An Interview with Charlie Blair, Gravitricity

image credit: Image of Managing Director of Gravitricity Charlie Blair used with permission.

At Hyperion we love all things energy storage, and we’re always following new companies and technologies that can and will enable the energy transition. I recently met the team from Gravitricity at a trade show I was speaking at, and liked the look of their solution, anything that uses old and established technologies for new and innovative solutions is good as far as we’re concerned, so we asked their MD Charlie Blair to share more.

About our guest

Charlie joined Gravitricity as a founder shareholder in 2015, having worked with co-founders Peter Fraenkel and Martin Wright while in the Innovation Team at the Carbon Trust.  The team has grown since then and he’s been instrumental in developing the strategic relationships with manufacturing partners that will allow the technology to get to market fast.  Gravitricity is currently building at 250Kw, 50 tonne, Concept Demonstrator in Leith, Edinburgh.   Charlie has a Geography degree from Durham University and an Energy Systems MSc from Imperial College. He was elected a Fellow of the Energy Institute in 2019. 

Gravitricity is an energy technology company based in Edinburgh developing groundbreaking underground storage.  Grid-scale electricity storage spend is projected to grow from around $3 billion per year today to over $50 billion per year by 2040.   

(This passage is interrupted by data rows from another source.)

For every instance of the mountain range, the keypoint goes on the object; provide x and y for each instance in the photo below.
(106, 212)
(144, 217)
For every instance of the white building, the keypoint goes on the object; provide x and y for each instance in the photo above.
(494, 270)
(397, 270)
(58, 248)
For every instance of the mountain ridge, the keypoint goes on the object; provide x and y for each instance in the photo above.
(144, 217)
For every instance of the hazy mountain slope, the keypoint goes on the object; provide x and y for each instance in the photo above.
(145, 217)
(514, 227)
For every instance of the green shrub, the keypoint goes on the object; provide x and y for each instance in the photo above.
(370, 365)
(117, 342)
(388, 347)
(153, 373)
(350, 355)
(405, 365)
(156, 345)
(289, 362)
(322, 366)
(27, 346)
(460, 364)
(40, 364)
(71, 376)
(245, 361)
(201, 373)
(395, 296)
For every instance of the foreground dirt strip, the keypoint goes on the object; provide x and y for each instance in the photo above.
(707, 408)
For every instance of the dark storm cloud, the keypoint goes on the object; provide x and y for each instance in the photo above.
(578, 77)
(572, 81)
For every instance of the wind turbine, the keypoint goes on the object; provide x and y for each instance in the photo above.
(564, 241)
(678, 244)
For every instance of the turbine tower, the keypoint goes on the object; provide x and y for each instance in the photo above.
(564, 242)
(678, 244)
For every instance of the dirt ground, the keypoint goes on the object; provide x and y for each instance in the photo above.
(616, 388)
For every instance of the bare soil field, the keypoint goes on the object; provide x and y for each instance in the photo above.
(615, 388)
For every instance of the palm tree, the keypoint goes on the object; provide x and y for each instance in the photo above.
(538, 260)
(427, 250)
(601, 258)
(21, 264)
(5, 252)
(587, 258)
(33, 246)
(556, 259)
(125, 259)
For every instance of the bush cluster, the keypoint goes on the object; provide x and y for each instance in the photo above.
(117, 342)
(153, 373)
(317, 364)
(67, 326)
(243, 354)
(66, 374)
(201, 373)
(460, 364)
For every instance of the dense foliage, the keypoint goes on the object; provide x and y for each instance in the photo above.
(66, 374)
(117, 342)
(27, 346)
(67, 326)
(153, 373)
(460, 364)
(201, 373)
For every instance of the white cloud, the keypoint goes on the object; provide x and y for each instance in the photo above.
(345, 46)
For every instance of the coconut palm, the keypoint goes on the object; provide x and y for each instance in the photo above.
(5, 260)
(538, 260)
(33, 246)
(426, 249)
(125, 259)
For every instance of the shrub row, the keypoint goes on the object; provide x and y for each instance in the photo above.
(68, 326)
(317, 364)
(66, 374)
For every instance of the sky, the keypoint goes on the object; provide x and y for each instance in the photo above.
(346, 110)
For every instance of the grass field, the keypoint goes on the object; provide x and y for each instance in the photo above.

Gravitricity’s patented technology is based on a simple principle: raising and lowering a heavy weight to store and release energy. The Gravitricity system suspends weights of 500 – 5000 tonnes in a deep shaft by a number of cables, each of which is engaged with a winch capable of lifting its share of the weight. Electrical power is then absorbed or generated by raising or lowering the weight. Gravitricity technology has fast response (<1s), extremely long life, high efficiency and levelised cost of storage almost half that of chemical batteries.   The technology will initially be deployed at existing mine-shafts; later on in purpose-sunk shafts exactly where the grid needs storage.